Art Direction
Editorial
Tablet

Founded in 2012 by George Quraishi, Howler is a global soccer magazine viewed from an American perspective, rich with design, illustration, and photography. Forest took over creative direction beginning with issue three and re-imagined the identity, art direction, and graphic voice. We served as creative director for two years, overseeing the magazine through issue seven, and worked on several other special projects, including a season-long digital publication for the MLS called Overlap, collaborations with the Los Angeles Galaxy, and more.

The new identity, led by designer Jeff Ma, was inspired by various grass patterns found on the pitch, and the typeface Brown Std (by Lineto) that we chose as a primary font. The magazine has always been design driven, bringing to life unique and powerful writing with “vibrant illustrations, carefully curated photographs and incisive infographics,” expanding the scope of sports journalism.

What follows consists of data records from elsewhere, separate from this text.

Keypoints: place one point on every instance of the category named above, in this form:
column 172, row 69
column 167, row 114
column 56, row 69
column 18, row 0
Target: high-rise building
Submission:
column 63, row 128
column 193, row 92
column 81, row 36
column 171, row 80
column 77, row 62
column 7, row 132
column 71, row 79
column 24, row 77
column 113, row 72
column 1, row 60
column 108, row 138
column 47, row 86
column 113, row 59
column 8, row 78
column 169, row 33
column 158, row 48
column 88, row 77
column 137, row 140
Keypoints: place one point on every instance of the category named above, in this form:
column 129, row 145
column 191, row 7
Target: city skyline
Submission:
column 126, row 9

We helped brand and concept the front-of-book section called “Open Play,” a primarily two-color signature or two featuring quickly digestible content, infographics, and more. Howler’s prominent placement of contemporary illustration instantly communicates the unique space occupied by the magazine, and our curatorial experience and knowledge of the scene kept this direction sharp and focused.

Illustrations below by Raymond Biesinger, Tomi Um, Tomer Hanuka, Simon Prades, and Eirian Chapman

We are particularly proud of our work on the Club Timelines feature — highlighting the history of a different club each issue — with a full timeline, little-known stories, crest and kit development, managers, and so on. Infographics are quite a thing nowadays, but it takes a deceptive amount of work to do the job correctly. In this feature, the goal is to tell a story and enervate the data.

With much of the same editorial team lead by George Quraishi, we created and art directed Overlap, a tablet magazine in collaboration with Major League Soccer. The four issues had a similar aesthetic emphasis as Howler, pairing design and illustration forward layouts with robust sports storytelling.